Ricordo l’intervento di un amico imprenditore che mi piace riproporre e che spesso mi rileggo come utile promemoria: “In generale, ma ancora di più in momenti come questi, si ha la tendenza a seguire l'onda. Cercando di seguire i trend, il mercato, le richieste. A volte, spesso, troppo spesso senza verificarne la coerenza con la propria strategia di fondo. A nessuno piace dire no, magari a un cliente importante o potenziale. E sembra di aver perso un’opportunità. Vero. Vero sul breve periodo, perché se la richiesta non è coerente con la nostra strategia di fondo abbiamo evitato un potenziale problema. Non dimentichiamo che ogni volta si è un precedente, e dire no la prossima volta sarà ancora più difficile. I clienti sono come i bimbi, i vizi li prendono subito. Certo per essere coerenti occorre una strategia, ma se non la si ha (fosse anche solo per fare le vacanze) non si va da nessuna parte. Eppure il mondo è pieno di aziende che cercano di coprire più fasce possibili di mercato: qualità e prezzo, personalizzato e di massa, nicchia e grandi produzioni, grande distribuzione e negozi. Cose che possono essere affrontabili da grandi multinazionali con la strategia di diversificazione dei brand, non certo da una pmi (se non tra enormi difficoltà). Allora non è meglio scegliere quale è e vuole essere la propria specialità? Non mi permette di concentrarsi meglio sugli obiettivi?”.

 

REGOLA N.2: ALZA LE ANTENNE

Per vincere le sfide dei nuovi mercati devi lasciarti contaminare da altre esperienza e altri settori. Se decidi crescere, cerca di guardare al di là del tuo settore. Impara ad alzare lo sguardo oltre la siepe, impara a selezionare le informazioni isolandole dal rumore di fondo.

 

REGOLA N.3: SE NON RIESCI A INTERCETTARE PER PRIMO LE RIVOLUZIONI NEL TUO SETTORE, PER LO MENO CERCA DI DIVENTARE UN OTTIMO SECONDO

Innovare è importante ma lo è altrettanto riuscire a garantirsi una crescita solida e sostenibile. Non è sempre così importante essere i primi se si è in grado di fare tesoro degli errori degli altri per migliorare e ripartire. L’importante è non scendere mai dal podio. Se si vuole fare un paragone azzardato, la forza della Germania come Paese non deriva dall’essere sempre prima in qualche settore industriale ma essere seconda in quasi tutti.

 

REGOLA N.4: I GIOVANI TALENTI SONO UNA RISORSA

Sottovalutiamo troppo spesso la necessità di essere una organizzazione attraente non solo per i nostri clienti ma anche per i giovani talenti che dovranno essere valorizzati per attrarre nuove competenze, nuovi modi di approcciare il problema.

 

REGOLA N.5: SII GARANTE DELLA QUALITÀ DELLA TUA RETE

I nostri fornitori parlano di noi, i nostri clienti parlano di noi, i nostri collaboratori parlano di noi. Sempre di più le nostre scelte ci rappresentano e diventiamo garanti della qualità della nostra rete professionale o imprenditoriale. Innovazione, tecnologia e organizzazione non sono altro che conseguenze delle scelte e del nostro modo di rappresentarci.
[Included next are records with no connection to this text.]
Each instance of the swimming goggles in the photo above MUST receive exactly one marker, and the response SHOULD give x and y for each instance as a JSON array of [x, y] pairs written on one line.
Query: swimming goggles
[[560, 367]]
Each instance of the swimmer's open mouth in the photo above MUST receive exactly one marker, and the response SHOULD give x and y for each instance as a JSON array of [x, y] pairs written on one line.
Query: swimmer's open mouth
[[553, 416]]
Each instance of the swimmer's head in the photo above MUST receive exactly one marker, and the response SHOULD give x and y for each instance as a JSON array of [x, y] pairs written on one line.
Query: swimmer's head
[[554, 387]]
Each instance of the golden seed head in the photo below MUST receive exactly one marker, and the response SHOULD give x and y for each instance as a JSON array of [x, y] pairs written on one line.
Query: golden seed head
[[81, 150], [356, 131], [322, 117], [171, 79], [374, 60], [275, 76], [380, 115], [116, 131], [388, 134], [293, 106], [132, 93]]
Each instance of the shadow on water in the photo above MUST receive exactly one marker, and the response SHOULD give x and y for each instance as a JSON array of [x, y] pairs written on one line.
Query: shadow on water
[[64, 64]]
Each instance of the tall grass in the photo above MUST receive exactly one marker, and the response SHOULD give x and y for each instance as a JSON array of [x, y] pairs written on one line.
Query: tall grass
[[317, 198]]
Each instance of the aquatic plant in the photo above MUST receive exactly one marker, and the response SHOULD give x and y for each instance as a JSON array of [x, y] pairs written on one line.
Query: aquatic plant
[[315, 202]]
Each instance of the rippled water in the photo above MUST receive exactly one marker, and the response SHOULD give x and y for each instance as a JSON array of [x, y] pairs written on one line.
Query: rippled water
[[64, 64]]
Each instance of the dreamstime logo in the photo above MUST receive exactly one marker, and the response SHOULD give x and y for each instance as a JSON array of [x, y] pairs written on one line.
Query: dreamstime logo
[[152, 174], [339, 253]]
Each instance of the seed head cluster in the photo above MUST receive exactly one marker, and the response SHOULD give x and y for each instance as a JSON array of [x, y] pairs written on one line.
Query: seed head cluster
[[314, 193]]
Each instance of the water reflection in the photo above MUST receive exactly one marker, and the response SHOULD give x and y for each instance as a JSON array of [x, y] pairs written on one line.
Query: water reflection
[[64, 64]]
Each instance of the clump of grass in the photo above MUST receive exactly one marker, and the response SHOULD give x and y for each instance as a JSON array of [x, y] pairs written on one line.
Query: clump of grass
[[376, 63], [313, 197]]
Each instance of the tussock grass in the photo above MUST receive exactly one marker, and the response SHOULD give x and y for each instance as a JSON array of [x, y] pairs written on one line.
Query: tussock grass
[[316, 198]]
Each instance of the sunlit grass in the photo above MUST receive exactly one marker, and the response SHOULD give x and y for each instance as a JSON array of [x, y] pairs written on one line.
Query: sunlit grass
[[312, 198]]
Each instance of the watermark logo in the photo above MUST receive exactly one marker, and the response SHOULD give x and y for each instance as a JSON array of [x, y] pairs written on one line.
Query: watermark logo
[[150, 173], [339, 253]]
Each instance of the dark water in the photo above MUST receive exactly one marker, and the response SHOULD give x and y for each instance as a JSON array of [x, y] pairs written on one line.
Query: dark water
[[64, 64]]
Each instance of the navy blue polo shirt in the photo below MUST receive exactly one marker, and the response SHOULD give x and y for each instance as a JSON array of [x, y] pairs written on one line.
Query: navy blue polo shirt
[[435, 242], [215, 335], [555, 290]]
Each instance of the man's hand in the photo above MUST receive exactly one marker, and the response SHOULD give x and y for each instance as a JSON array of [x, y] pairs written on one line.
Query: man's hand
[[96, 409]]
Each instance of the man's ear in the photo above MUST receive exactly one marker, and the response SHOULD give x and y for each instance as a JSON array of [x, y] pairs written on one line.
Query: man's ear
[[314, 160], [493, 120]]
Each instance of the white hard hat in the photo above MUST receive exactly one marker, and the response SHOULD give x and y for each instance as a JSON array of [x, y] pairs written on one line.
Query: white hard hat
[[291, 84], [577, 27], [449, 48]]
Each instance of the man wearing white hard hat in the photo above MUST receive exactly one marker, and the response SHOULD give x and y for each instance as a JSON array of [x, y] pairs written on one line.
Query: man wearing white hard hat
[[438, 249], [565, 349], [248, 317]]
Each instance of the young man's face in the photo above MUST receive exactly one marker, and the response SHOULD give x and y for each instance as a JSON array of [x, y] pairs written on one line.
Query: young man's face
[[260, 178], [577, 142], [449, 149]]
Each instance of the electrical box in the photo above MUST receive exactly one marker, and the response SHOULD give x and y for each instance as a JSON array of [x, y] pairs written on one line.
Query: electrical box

Certo sono regole molto generali ma spesso è importante proprio non restare vincolati ai buoni propositi di fine anno ma riadattare costantemente la nostra strategia in base ai segnali, forti o deboli, che percepiamo intorno a noi.

Per il 2016 è già in cantiere un nuovo importante progetto di cui non voglio anticipare nulla ma che rappresenta certamente una bella opportunità per i professionisti che ne faranno parte. Obiettivo è investire sul confronto per facilitare il lavoro all’interno dei nostri studi.

È una strada che siamo felici di percorrere, cercando di essere sempre coerenti con noi stessi, insieme agli amici, autori e lettori, di MySolution Post a cui facciamo i nostri migliori auguri di buone feste.